Is IsNot plagiarism?
Wed, Feb 23 2005 11:10
The IsNot patent issue is raising its ugly head again. And although I agree with Cameron that Paul and Amanda are some of the nicest folks (I don’t think I’ve met Corneliu), I still think this is an issue that they need to fix !
Over the last four or five years’I’ve had a fair bit of interaction with both Paul and Amanda. And a fair bit of that has to some extent been differences in opinions (especially with Paul <g> ). But even when I have thought them somewhat clueless on a particular aspect of a discussion I’ve never really taken that as a personal short coming, rather just the need for more persuasive discussions . That is, even though we have disagreed, I’ve always felt there was a level of sincerity there. And I think that even if you disagree with someone (even strongly at times) discussing those issues and interacting with them over a period of five or so years, well yo’ can’t help but have some respect for them.
But the IsNot issue is different from any differences in opinions, this really cuts down to the level of credibility and an issue of personal substance.
Technically I think Paul has even alluded to the lack of merit of the IsNot patent.
And of course there is the issue of how VB.NET is proprietary whereas C# is made open license.
The real issue though is that there was and is clear prior instructions given on it. A simple search for IsNot in the Visual Basic forums, shows references to it many years before this patent was applied for. Now whether Paul and Amanda dreamt up the IsNot concept themselves, or whether they had heard it and forgot that and it somehow muddled in their subconscious, or perhaps they weren’t listening, we’ll never really know, and perhaps they themselves will never really know, as with so much information processing by humans things can sometimes get muddled. Regardless of whether they think they invented it or not, they failed the basic rule of research.
The issue now, as it stands, is they have since been made aware it was in the public domain long before. The simple instruction saying have an IsNot operator that is the equivalent of “Not Foo Is bar” is sufficient instruction for anyone skilled in the language and the compiler to implement it.
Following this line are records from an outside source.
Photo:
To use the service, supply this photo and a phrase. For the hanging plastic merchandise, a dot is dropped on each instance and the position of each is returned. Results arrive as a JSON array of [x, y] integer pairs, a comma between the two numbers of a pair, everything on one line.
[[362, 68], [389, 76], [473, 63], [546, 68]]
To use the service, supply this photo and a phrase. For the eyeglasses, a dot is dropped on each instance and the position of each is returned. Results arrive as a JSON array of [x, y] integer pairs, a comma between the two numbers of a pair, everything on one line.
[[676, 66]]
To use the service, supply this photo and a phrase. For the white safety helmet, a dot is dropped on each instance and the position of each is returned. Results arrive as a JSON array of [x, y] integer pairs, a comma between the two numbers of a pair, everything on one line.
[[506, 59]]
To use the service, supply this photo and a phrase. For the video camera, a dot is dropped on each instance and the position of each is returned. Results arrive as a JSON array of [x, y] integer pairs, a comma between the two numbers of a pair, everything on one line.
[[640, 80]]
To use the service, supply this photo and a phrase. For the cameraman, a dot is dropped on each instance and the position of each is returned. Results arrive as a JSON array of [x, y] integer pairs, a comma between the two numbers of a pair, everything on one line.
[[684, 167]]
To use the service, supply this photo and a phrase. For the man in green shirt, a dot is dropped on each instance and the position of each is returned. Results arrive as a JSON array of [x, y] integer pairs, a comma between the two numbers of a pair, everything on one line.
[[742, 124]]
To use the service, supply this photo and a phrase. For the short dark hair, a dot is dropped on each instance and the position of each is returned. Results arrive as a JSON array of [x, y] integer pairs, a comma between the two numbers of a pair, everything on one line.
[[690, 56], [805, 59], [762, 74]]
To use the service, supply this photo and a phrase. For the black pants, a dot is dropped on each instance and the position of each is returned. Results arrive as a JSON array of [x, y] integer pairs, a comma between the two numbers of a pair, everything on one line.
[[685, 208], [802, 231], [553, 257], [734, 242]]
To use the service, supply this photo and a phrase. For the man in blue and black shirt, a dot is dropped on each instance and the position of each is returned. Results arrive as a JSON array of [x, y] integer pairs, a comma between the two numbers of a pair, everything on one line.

That’s a simple fact.
So really, I think Paul and/or Amanda should do the right thing and write to the patent office and tell them it has come to their attention that there was in fact prior art, and hence they no longer believe the patent is valid. In doing so, they still gain protection from anyone else applying for said patent as the prior art in the public domain has already been established.
And of course this would also allow other versions of Basic such as Mono’s VB.NET to include the IsNot operator.
Anyway, as much as I agree with Cameron about Paul and Amanda, this patent issue has actually discredited them in my eyes. I view it as plagiarism, and even if it was not intentional, it is still up to them to fix that. As long as they don’t fix it, it can only be viewed as intentional plagiarism.
And that then leads us to the question of whether or not the community can make suggestions, freely giving concepts and ideas for the betterment of the community then have employees of Microsoft file for patents on the implementation of those concepts.
I really think it is about time Paul and Amanda stepped up to the plate andwithdraw this reidculous patent.